Census year comparison
| Metric | 2010 | 2020 | Change |
|---|---|---|---|
| Rank | #143,149 | #143,511 | -0.3% |
| Count | 116 | 118 | 1.7% |
| Per 100K | 0.04 | 0.04 | -1.3% |
Between the 2010 and 2020 Census, the number of Judnick bearers went from 116 to 118 (+1.7% change). The surname moved down 362 positions in the national ranking, going from #143,149 to #143,511.
FAQ
Name Census estimates that about 135 living Americans carry the surname Judnick. Using the current population baseline, that works out to roughly 1 in 2,538,921 residents.
Judnick ranks #143,511 in the 2020 Census surname tables and is classified on this site as "Very Rare." The Census recorded the name at a frequency of 0.04 per 100,000 residents, which is about 0 people out of every 100,000.
The raw 2020 Census file counted 118 people with the surname Judnick. That is different from the site's living-bearer estimate (135), which projects the surname's present-day count by applying the Census frequency rate to the current U.S. population.
It is the Census Bureau's normalized frequency measure. A rate of 0.04 per 100,000 means that if you picked a random group of 100,000 U.S. residents, you would expect about 0 of them to have the surname Judnick.
Between 2010 and 2020, the surname Judnick went from 116 recorded bearers to 118. That is an increase of 2 (+1.7%). In the national ranking it fell from #143,149 to #143,511.
Among Census respondents with the surname Judnick, the largest self-reported group is White at 90.7%. The next largest groups are Hispanic (5.1%) and Two or More Races (3.4%). These figures come from the 2020 Census Bureau surname tables, based on how respondents described their own race and ethnicity.
White is the largest self-reported group for the surname Judnick in the 2020 Census, accounting for 90.7% (107 people in the source table).
Judnick appears across multiple self-reported groups in the Census data. The largest shares in the 2020 file are White (90.7%), Hispanic (5.1%), Two or More Races (3.4%). For 2020, the source file also published raw headcounts for each group, which is why this page can show both percentages and counts in the ancestry section.
Yes. This page is using the latest surname file currently loaded on Name Census, which is 2020. The historical section above also keeps any older Census surname entries we have for Judnick (2000, 2010, 2020).

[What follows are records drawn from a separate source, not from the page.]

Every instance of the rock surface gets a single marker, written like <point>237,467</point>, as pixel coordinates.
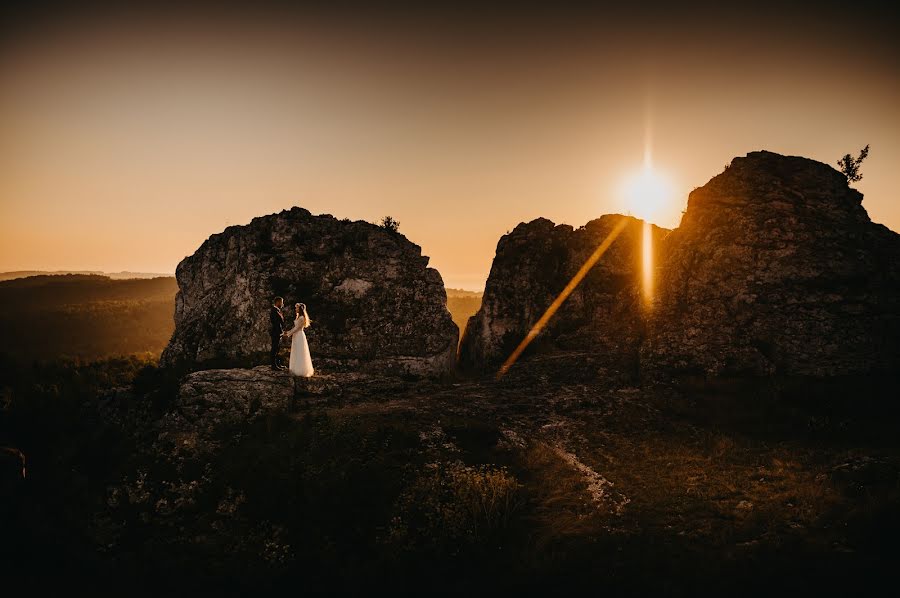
<point>375,304</point>
<point>533,264</point>
<point>776,269</point>
<point>210,403</point>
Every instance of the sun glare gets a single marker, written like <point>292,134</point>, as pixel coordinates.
<point>646,193</point>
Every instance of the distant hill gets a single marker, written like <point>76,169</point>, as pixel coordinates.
<point>90,315</point>
<point>114,275</point>
<point>87,316</point>
<point>463,293</point>
<point>462,305</point>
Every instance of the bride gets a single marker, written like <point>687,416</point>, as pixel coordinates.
<point>301,362</point>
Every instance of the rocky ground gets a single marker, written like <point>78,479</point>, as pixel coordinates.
<point>252,478</point>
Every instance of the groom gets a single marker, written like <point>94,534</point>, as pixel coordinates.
<point>276,330</point>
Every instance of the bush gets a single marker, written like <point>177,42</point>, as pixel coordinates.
<point>450,504</point>
<point>388,223</point>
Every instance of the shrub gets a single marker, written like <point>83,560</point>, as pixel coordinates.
<point>388,223</point>
<point>449,504</point>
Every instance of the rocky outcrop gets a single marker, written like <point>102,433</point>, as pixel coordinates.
<point>599,324</point>
<point>776,269</point>
<point>211,404</point>
<point>375,304</point>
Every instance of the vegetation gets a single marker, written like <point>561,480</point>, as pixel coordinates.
<point>424,492</point>
<point>850,166</point>
<point>85,317</point>
<point>388,223</point>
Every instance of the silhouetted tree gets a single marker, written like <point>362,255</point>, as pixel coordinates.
<point>390,224</point>
<point>850,165</point>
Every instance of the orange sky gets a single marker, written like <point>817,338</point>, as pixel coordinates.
<point>127,141</point>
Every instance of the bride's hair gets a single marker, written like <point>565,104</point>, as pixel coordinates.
<point>302,307</point>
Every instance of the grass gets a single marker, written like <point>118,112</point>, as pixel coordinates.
<point>448,489</point>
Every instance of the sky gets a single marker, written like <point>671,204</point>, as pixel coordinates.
<point>132,134</point>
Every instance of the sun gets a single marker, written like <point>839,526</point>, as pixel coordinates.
<point>647,193</point>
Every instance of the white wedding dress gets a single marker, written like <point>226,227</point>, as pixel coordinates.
<point>301,362</point>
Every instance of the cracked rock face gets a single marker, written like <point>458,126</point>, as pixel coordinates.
<point>533,263</point>
<point>776,269</point>
<point>374,303</point>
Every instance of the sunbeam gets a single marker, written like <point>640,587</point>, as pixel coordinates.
<point>564,294</point>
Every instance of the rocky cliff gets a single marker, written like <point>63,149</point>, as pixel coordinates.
<point>375,304</point>
<point>776,269</point>
<point>599,322</point>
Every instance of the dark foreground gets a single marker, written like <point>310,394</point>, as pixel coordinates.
<point>526,485</point>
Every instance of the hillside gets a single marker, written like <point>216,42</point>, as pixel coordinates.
<point>85,316</point>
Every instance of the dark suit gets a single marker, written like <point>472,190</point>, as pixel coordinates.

No. The Census Bureau only publishes surnames that appeared at least 100 times in a given decennial Census. That means very rare surnames are excluded entirely, and a surname can appear in one Census release but disappear from a later one if it falls below the reporting threshold.

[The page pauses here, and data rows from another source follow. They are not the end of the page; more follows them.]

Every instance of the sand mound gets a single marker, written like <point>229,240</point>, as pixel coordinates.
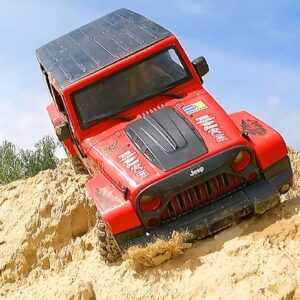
<point>48,249</point>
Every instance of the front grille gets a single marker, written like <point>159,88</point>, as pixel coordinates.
<point>200,194</point>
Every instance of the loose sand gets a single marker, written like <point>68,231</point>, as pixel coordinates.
<point>48,250</point>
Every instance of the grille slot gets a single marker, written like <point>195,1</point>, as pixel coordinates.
<point>200,194</point>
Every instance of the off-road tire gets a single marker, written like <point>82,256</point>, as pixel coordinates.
<point>108,248</point>
<point>77,165</point>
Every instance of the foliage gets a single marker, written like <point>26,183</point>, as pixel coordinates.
<point>19,163</point>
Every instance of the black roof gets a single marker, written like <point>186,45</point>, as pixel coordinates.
<point>97,45</point>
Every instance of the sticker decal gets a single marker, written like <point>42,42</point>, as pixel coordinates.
<point>210,126</point>
<point>112,148</point>
<point>197,171</point>
<point>130,161</point>
<point>253,127</point>
<point>194,107</point>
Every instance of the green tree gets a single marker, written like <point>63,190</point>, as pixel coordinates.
<point>19,163</point>
<point>11,166</point>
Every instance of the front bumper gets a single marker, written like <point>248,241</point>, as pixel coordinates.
<point>216,215</point>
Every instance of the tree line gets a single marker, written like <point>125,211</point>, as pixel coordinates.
<point>17,163</point>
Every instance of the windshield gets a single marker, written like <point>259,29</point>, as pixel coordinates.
<point>115,93</point>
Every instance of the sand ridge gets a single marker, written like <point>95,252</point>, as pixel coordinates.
<point>49,250</point>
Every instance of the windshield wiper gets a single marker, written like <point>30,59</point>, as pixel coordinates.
<point>170,95</point>
<point>122,118</point>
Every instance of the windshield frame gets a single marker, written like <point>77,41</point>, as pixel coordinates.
<point>86,125</point>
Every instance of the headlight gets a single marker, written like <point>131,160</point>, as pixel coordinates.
<point>241,161</point>
<point>149,203</point>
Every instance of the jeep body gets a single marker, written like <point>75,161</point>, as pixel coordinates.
<point>163,155</point>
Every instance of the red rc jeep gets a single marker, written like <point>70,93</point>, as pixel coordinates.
<point>163,155</point>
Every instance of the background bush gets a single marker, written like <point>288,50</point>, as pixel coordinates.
<point>19,163</point>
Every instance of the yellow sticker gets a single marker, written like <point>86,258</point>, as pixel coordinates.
<point>194,107</point>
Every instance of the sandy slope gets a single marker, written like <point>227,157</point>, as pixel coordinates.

There are two main reasons: rounding and suppression. The Census Bureau rounds published values, and it may suppress very small cells to protect privacy. For 2020, the Bureau also published raw group counts rather than direct percentages, so Name Census converts those counts back into shares for comparability across census years.
A Jewish surname derived from the Yiddish personal name Judah. The fuller origin note on this page goes into more detail.

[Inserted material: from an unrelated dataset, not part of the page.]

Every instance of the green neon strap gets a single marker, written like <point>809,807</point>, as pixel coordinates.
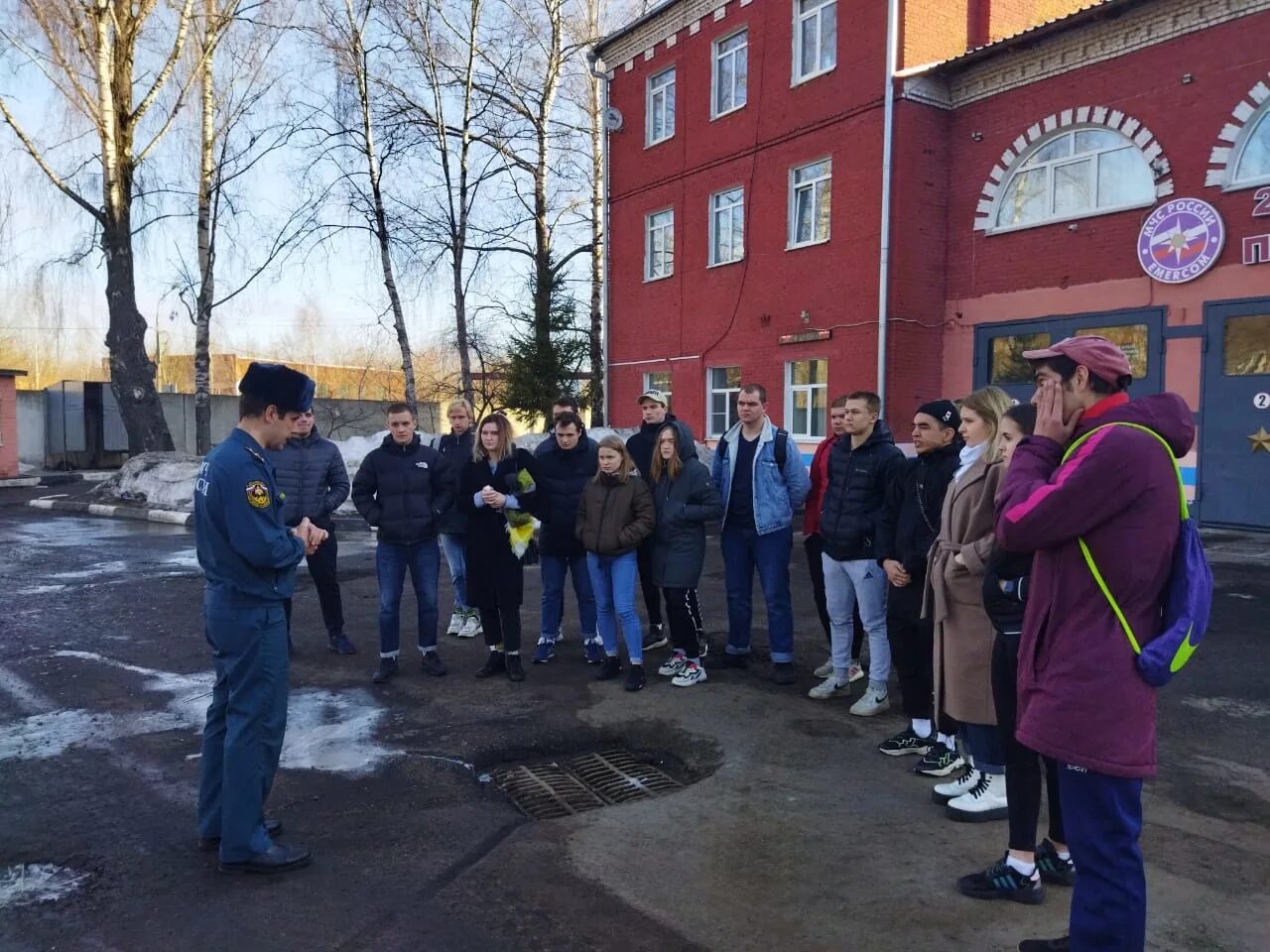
<point>1084,548</point>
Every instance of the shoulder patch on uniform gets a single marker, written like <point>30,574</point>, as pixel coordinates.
<point>258,494</point>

All surname statistics on Name Census are drawn from the US Census Bureau's decennial surname frequency tables. These files list every surname that appeared 100 or more times in the 2020 Census, along with a count, a per-100,000 rate, and a self-reported demographic breakdown. You can read the full explanation on our methodology page.
For surnames, Name Census does not age cohorts the way it does for first names. Instead, it takes the Census Bureau's published frequency for Judnick (0.04 per 100,000) and applies that rate to the current U.S. resident population to estimate how many living Americans have the surname today.
HowManyOfMe.org, our sister site, answers that with the living-bearer count in one glance.